These are the key concepts you need to understand to accurately answer the question.

Heat Transfer
Understanding heat transfer is crucial when discussing Newton's Law of Cooling. Heat transfer refers to the movement of thermal energy from a hotter object to a cooler one. In our baked potato example, heat is moving from the hot potato to the cooler surrounding air. As heat leaves the potato, energy is lost, and the temperature drops.
  • Heat moves from the potato to the air because the potato is initially hotter than the air.
  • This transfer of energy continues until an equilibrium is reached where both objects are at the same temperature.
The speed and amount of heat transferred depend on several factors, including the temperature difference between the two objects. This is where Newton's Law of Cooling comes into play, offering a mathematical relationship to predict how temperatures equalize over time.
Temperature Change
Temperature change happens when an object loses or gains thermal energy. In the context of Newton's Law of Cooling, temperature change is specifically about how quickly the object's temperature (like our potato) moves towards the surrounding temperature. Initially, the temperature change is significant because of the large difference between the object and its environment.

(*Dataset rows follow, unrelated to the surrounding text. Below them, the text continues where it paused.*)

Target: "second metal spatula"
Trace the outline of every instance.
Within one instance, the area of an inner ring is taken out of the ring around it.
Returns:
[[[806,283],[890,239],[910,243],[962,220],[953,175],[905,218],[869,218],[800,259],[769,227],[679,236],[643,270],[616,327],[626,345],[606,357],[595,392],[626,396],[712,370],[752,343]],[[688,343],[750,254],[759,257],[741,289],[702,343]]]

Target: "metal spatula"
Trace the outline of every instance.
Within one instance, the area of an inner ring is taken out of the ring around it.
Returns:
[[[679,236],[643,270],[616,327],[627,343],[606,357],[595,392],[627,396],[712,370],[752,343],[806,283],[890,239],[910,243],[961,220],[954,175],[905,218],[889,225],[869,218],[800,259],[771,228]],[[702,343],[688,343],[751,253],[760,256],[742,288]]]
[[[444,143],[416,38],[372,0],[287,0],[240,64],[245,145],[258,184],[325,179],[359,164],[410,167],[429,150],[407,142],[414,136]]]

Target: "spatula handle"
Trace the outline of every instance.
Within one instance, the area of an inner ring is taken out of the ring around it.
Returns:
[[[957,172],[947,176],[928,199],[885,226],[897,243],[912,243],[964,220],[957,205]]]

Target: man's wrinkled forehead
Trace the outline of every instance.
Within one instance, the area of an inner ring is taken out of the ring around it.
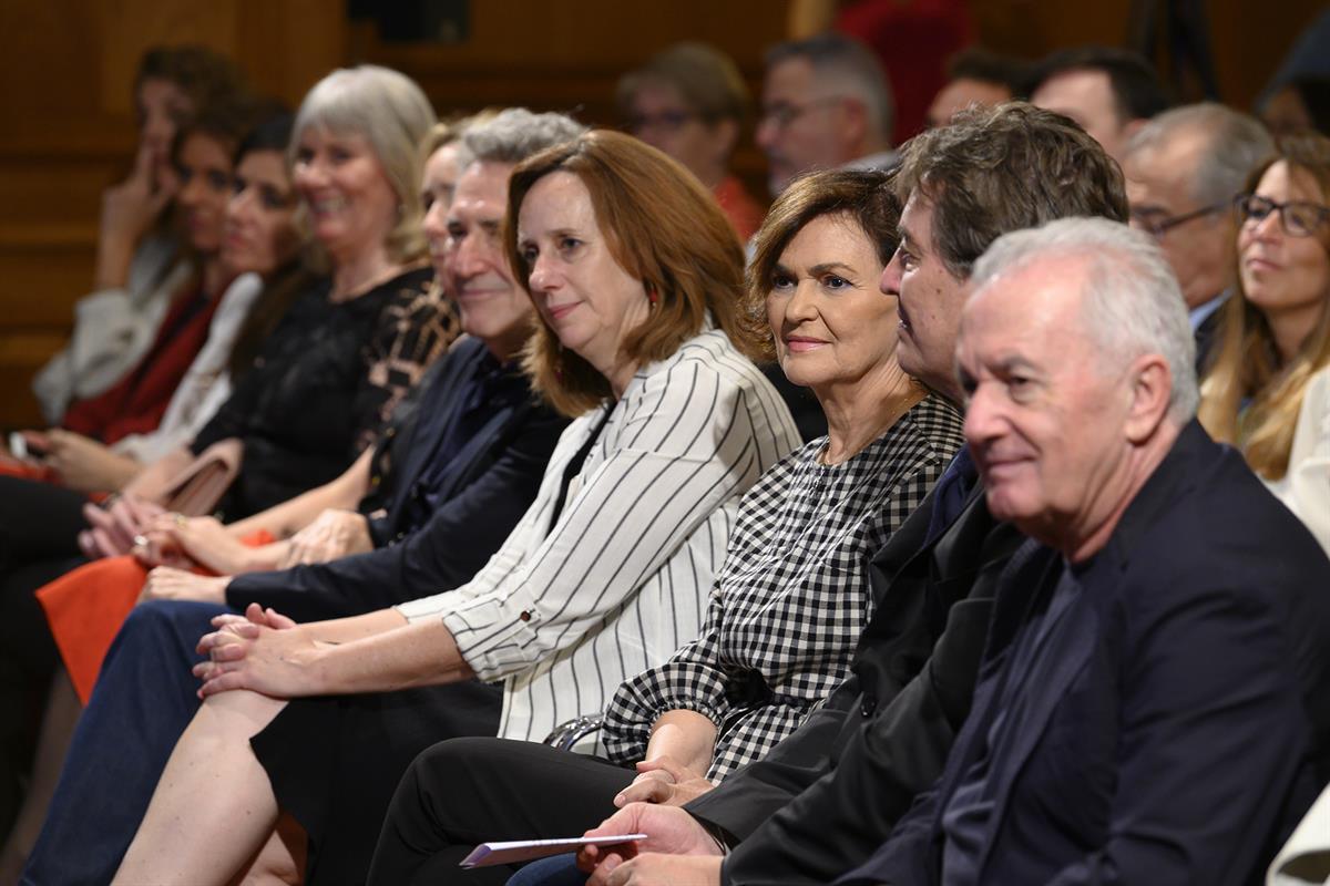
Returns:
[[[507,163],[473,162],[462,170],[448,210],[450,222],[501,226],[508,209]]]

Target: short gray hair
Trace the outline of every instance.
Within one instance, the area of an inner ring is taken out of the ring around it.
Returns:
[[[766,50],[766,69],[791,58],[806,58],[819,77],[835,80],[842,92],[862,101],[868,125],[883,139],[891,141],[896,104],[887,72],[871,49],[854,37],[829,31],[775,44]]]
[[[1246,187],[1256,165],[1274,153],[1274,139],[1256,117],[1206,101],[1150,120],[1127,142],[1127,155],[1157,150],[1169,138],[1189,132],[1206,137],[1192,175],[1192,198],[1198,206],[1233,199]]]
[[[972,291],[1047,258],[1085,262],[1085,331],[1109,356],[1130,360],[1161,355],[1173,376],[1169,417],[1186,424],[1196,414],[1198,399],[1196,339],[1177,278],[1154,240],[1099,218],[1064,218],[1013,231],[999,236],[975,263]]]
[[[420,142],[436,122],[430,100],[406,74],[379,65],[339,68],[314,84],[301,102],[287,162],[294,163],[301,135],[310,128],[364,138],[400,207],[387,238],[388,252],[399,260],[416,258],[424,251]]]
[[[525,108],[508,108],[467,129],[458,150],[458,169],[476,162],[520,163],[585,132],[585,126],[567,114],[533,114]]]

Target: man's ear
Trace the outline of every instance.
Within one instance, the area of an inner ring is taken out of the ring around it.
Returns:
[[[724,166],[729,166],[730,154],[734,153],[734,146],[739,143],[739,124],[735,120],[718,120],[712,126],[712,133],[716,135],[716,159]]]
[[[1132,363],[1127,377],[1132,402],[1124,432],[1130,442],[1140,445],[1154,436],[1168,414],[1173,373],[1161,355],[1146,353]]]
[[[1123,126],[1123,142],[1125,143],[1127,141],[1129,141],[1130,137],[1138,133],[1141,128],[1148,122],[1150,121],[1144,117],[1133,117],[1132,120],[1127,121],[1127,125]]]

  • The potato starts hot, leading to a rapid temperature drop since it quickly releases heat.
  • As the difference in temperature lessens, the rate at which this change occurs also reduces.
The key takeaway is that temperature change isn't constant – it's dynamic and decreases as the object approaches the surrounding temperature.
Cooling Rate
The cooling rate is all about how fast the temperature of an object decreases. According to Newton's Law of Cooling, the rate decreases as the temperature of the object approaches the surrounding temperature. Initially, in our potato example, the cooling rate is high due to the substantial temperature difference.
  • The bigger the difference in temperature, the faster the initial cooling rate.
  • Over time, as the potato's temperature comes closer to room temperature, the cooling rate slows down.
This explains why during the second minute of cooling, the potato's temperature diminishes by less than it did during the first minute.
Thermal Properties
Thermal properties are intrinsic characteristics of materials that dictate how they respond to changes in temperature. This includes aspects like thermal conductivity, specific heat capacity, and emissivity. These properties impact how effectively and quickly an object like a potato can transfer heat.
  • Thermal conductivity describes how well heat flows through a material.
  • Specific heat capacity indicates how much energy is needed to change the temperature of the material.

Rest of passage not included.